Rome – since the beginning of the Russian invasion of Ukraine, Pope Francis Present the idea you want Take a trip to Kyiv to try to broker a ceasefire. But now he says he’d rather go to Moscow to try and talk some common sense Russian President Vladimir Putinwho ostensibly did not condemn him in the war that has been going on for nearly three months and did so only slightly in a lengthy interview with an Italian newspaper.
“I feel that before going to Kyiv, I should go to Moscow,” he said. Corriere della Sera In an interview on Tuesday. But the meeting will not be exactly to condemn Putin, based on what he told the newspaper. The real “scandal” of Putin’s war, he said, was that “NATO is barking at Russia’s doors,” which he said has prompted the Kremlin to “react badly and unleash the conflict.”
It doesn’t matter that the 85-year-old is unable to walk after rupturing his knee ligaments (which he says will soon have surgery), or that Putin won’t even answer his calls. Francis reiterated comments he made in general audiences and in other interviews that the war was nothing more than an enormous opportunity for the “arms trade” and that it was still going on due to the constant transfer of arms to Ukraine. He twice spoke on the phone to Ukrainian President Volodymyr Zelensky, but mostly to urge him not to answer. He also went to the Russian Embassy in the Holy See days after the invasion began to “record his concerns” about what was happening.
“I don’t know how to answer – I am very far away – the question of whether it is right to supply the Ukrainians,” he told the newspaper. The obvious thing is that the weapons are being tested there. The Russians now know that tanks are of little use and are thinking of other things. This is why wars are waged: to test the weapons we have produced. Few people are fighting this trade, but more needs to be done.”

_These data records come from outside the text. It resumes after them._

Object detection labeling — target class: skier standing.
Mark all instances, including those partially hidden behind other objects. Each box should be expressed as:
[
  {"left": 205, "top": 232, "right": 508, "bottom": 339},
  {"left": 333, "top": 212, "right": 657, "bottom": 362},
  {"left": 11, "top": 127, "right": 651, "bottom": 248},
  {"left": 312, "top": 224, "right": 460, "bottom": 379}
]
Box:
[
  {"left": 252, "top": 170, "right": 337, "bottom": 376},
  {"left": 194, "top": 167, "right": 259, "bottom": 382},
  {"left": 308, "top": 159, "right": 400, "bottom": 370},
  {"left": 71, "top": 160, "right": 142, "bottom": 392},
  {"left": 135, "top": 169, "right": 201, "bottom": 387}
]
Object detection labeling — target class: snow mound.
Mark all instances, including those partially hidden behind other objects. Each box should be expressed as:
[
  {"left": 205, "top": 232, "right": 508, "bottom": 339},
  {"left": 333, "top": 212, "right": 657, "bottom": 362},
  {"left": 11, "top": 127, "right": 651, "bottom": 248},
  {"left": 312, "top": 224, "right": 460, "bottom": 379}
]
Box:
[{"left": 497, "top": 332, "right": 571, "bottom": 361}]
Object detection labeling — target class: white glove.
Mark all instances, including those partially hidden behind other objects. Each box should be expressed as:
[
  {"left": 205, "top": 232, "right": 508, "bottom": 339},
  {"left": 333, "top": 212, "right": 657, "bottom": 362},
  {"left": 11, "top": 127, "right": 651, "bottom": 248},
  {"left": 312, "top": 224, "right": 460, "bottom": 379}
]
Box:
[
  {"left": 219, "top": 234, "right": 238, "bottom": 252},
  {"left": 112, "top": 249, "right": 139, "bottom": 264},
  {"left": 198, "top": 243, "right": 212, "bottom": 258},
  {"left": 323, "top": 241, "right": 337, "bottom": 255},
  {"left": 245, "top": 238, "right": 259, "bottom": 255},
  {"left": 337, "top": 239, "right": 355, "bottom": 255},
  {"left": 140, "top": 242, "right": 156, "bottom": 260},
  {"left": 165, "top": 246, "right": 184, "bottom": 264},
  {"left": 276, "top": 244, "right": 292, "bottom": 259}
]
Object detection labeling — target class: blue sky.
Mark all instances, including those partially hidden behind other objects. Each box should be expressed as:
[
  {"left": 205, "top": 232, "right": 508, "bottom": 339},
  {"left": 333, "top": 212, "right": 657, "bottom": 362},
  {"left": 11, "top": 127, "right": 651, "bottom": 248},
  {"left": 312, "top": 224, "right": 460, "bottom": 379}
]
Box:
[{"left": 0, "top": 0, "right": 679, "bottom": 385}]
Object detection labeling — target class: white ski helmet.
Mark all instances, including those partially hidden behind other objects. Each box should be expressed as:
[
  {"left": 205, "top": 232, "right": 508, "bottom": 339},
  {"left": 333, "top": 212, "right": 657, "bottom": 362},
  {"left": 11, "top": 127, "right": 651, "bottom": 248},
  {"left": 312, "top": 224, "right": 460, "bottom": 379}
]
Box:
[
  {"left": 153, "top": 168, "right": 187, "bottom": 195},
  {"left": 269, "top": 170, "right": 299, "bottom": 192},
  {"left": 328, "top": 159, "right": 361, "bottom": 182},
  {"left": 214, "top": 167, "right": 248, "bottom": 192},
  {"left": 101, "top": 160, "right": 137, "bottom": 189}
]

Whether Italian journalists didn’t ask—or didn’t answer—there was no mention of what would happen if the Ukrainians didn’t fight back so fiercely, whether that meant a complete annexation of the entire country, millions of deaths, or the empowerment of an already power-hungry Putin.
Francis veered toward conspiracy theory in which he blamed the international community for instigating the war. He said, “You cannot think that a free country could wage war on another free country.” In Ukraine, others seem to have caused the conflict. I am pessimistic but we must do everything in our power to stop the war.” The Pope then said that on an official visit to Rome by Hungarian Prime Minister Viktor Orban, he was told “the Russians have a plan, that everything will end on May 9” without giving any further explanation. May 9 is the day Russia celebrates its liberation and the end of World War II.
The only person Francis won’t meet is Patriarch Kirill, head of the Russian Orthodox Church, who the Pope fears will become “Putin’s altar boy.” Francis said he spoke to him by phone for 40 minutes on March 15. “And I told him, ‘I don’t quite understand this,'” he said. “Brother, we are not the clergy of the state. We cannot use the language of politics, but the language of Jesus. We are the shepherds of the same holy people of God.”
He said that 40 days ago he asked his foreign minister to start the process of organizing a visit to Moscow instead of Ukraine, but Putin did not respond. “I am not going to Kyiv at the moment,” he said. “I feel that I should not go. First I should go to Moscow. I should meet Putin first. But I am also a priest, so what should I do? I do what I can. If only Putin opened the door.”
News of a possible trip to Moscow has put Vatican journalists traveling with the Pope on high alert, with many wondering if they would have been arrested if they reported on discussions of the war if they were in Russia.
But even the Pope acknowledges that the meeting in Moscow is a long way off. “I am afraid that Putin cannot, and does not want, to hold this meeting at this time,” he said. “But how can you not stop so much brutality?”